The expansion is being done carefully. Right now, Oxygen is in what Doms calls "listening mode" – talking to investors, local partners, and credit off-takers, running legal screens across different jurisdictions.
Each European market has its own land tenure rules, regulatory frameworks, and credit methodologies, and the plan is explicitly not to replicate the UK model wholesale across an entire continent at once, she says.
Priority regions include Western Europe – France and Spain – followed by the Nordics and potentially the Baltics.
"The goal is to form a cluster in one area first, where we have credible local partners that can execute at scale," she says. "Then we take it to the next location."
The first land acquisitions are targeted for late 2026 or early 2027, funded through a “hybrid” capital raise targeting family offices, private equity, and institutional investors. While the company declined to comment on the raise further, Doms' LinkedIn job description refers a "external institutional capital" raise of £100m (€115m) or more.
Overcoming the credibility issue
The voluntary carbon market has spent the last few years digging itself out of a reputational hole, following a wave of investigative reporting which exposed how easily credits could be generated with little genuine impact behind them.
"Of course there were a lot of scandals in the market," Doms acknowledges. "So environmental integrity is really key.”
Some of Oxygen’s projects have already faced pushback from local communities. As detailed in a recent article in The Guardian, a representative from a community action group in Scotland questioned Oxygen Conservation's speedy land accumulation and whether its profit focus would actually lead to sustainable nature restoration over the long term.
Doms declined to comment on the accusations, directing me instead to Oxygen’s spokesperson Elly Steers.

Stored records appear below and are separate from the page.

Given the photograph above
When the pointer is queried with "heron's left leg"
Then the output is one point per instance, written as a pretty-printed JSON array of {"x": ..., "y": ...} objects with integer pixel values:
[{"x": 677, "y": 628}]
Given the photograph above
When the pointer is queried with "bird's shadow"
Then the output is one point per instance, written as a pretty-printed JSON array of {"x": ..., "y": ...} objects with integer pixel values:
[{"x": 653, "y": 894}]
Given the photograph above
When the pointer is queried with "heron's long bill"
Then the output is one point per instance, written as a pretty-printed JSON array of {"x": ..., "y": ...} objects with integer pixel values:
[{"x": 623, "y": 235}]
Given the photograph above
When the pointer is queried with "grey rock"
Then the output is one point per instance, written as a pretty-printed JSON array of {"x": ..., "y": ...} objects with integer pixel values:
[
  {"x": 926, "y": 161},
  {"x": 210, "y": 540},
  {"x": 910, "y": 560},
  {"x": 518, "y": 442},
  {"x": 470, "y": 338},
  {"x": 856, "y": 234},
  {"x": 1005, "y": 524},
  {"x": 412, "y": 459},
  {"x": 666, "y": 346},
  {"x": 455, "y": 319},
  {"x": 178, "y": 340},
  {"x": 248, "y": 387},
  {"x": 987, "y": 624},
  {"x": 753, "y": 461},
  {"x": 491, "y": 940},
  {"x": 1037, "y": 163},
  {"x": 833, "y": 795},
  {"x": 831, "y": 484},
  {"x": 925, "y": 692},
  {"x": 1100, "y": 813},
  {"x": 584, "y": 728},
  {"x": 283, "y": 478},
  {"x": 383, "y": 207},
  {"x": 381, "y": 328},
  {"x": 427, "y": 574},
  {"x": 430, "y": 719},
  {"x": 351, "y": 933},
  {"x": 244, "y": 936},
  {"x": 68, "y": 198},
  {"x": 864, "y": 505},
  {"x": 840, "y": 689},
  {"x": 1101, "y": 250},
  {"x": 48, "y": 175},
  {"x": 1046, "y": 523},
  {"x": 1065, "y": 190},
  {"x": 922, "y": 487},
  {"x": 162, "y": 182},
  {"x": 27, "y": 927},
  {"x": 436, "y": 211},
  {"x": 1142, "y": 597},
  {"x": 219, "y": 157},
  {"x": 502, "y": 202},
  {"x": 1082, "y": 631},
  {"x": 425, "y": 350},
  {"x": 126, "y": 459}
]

“We are not acquiring land to exclude – we are building long-term partnerships with local communities, land managers, and ecologists,” Steers says, adding that she believes “unanimous support for significant land management change is rarely achievable.”
I ask Doms whether she thinks carbon markets can ever be more than a mechanism for deferring emissions rather than cutting them.
"Carbon credits are just one piece of the puzzle,” she replies. “The question is: how do we have more regenerative businesses with bankable projects at institutional scale, so investors can actually put capital to work? That's the gap we need to close."